Die Wut entlädt sich deshalb nicht nur in Budapest, sondern auch in kleineren Städten, in denen viele Arbeiter leben. Ungarn hat Vollbeschäftigung und leidet, weil viele das Land verlassen, zugleich unter Fachkräftemangel. Die Regierung kriegt das Problem nicht in den Griff. Dass sie dafür büßen und länger arbeiten sollen, sehen viele aber schlicht nicht ein.
In dieser Situation wittert die Opposition, eigentlich heftig zerstritten, ihre Chance. Sie zeigt sich geschlossen – von links bis rechtsaußen – und verknüpft die Unzufriedenheit über das Überstundengesetz mit anderen Themen: der abnehmenden Unabhängigkeit der Gerichte, der Drangsalierung der Zivilgesellschaft und der einseitigen, regierungsfreundlichen Berichterstattung der Presse. Es geht längst um mehr als ein Gesetz.
Die stärksten Proteste fanden am Sonntag statt.

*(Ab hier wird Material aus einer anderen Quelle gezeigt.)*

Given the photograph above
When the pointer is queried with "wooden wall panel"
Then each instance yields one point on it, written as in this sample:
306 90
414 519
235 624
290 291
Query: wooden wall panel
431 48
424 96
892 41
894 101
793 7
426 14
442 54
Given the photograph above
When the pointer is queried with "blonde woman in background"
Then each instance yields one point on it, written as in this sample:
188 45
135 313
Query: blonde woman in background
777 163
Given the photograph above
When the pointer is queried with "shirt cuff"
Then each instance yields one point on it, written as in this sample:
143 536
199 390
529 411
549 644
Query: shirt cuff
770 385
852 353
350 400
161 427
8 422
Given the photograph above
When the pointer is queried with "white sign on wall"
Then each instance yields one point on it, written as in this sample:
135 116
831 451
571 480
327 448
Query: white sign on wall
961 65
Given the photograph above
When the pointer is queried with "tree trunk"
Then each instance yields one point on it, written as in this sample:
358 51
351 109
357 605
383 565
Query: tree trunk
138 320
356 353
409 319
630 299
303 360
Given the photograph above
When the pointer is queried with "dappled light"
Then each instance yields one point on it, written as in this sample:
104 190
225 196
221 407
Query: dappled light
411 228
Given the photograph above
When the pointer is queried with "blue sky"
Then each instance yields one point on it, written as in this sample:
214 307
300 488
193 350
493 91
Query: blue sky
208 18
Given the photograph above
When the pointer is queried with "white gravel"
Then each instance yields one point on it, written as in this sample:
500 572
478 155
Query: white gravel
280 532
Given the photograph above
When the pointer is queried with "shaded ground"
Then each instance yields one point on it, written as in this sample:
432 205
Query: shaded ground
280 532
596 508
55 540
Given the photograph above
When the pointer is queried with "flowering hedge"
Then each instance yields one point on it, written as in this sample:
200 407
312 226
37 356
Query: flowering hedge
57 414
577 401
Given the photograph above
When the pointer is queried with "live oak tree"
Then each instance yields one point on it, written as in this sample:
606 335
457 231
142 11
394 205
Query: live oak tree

Bis zu 15 000 Menschen sammelten sich in Budapest – und zogen vor den Sitz des staatlichen Fernsehsenders MTV. 13 Politiker der Opposition drängten in das Gebäude und verlangten, im Fernsehen einen Forderungs-Katalog vorlesen zu dürfen. Auf Videos ist zu sehen, wie sich manche auf den Boden werfen, um nicht abgeführt zu werden, andere werden aus dem Gebäude geworfen. Erst am Montag verließen die letzten Politiker den Sender. Ihre Forderungen durften sie nicht verlesen.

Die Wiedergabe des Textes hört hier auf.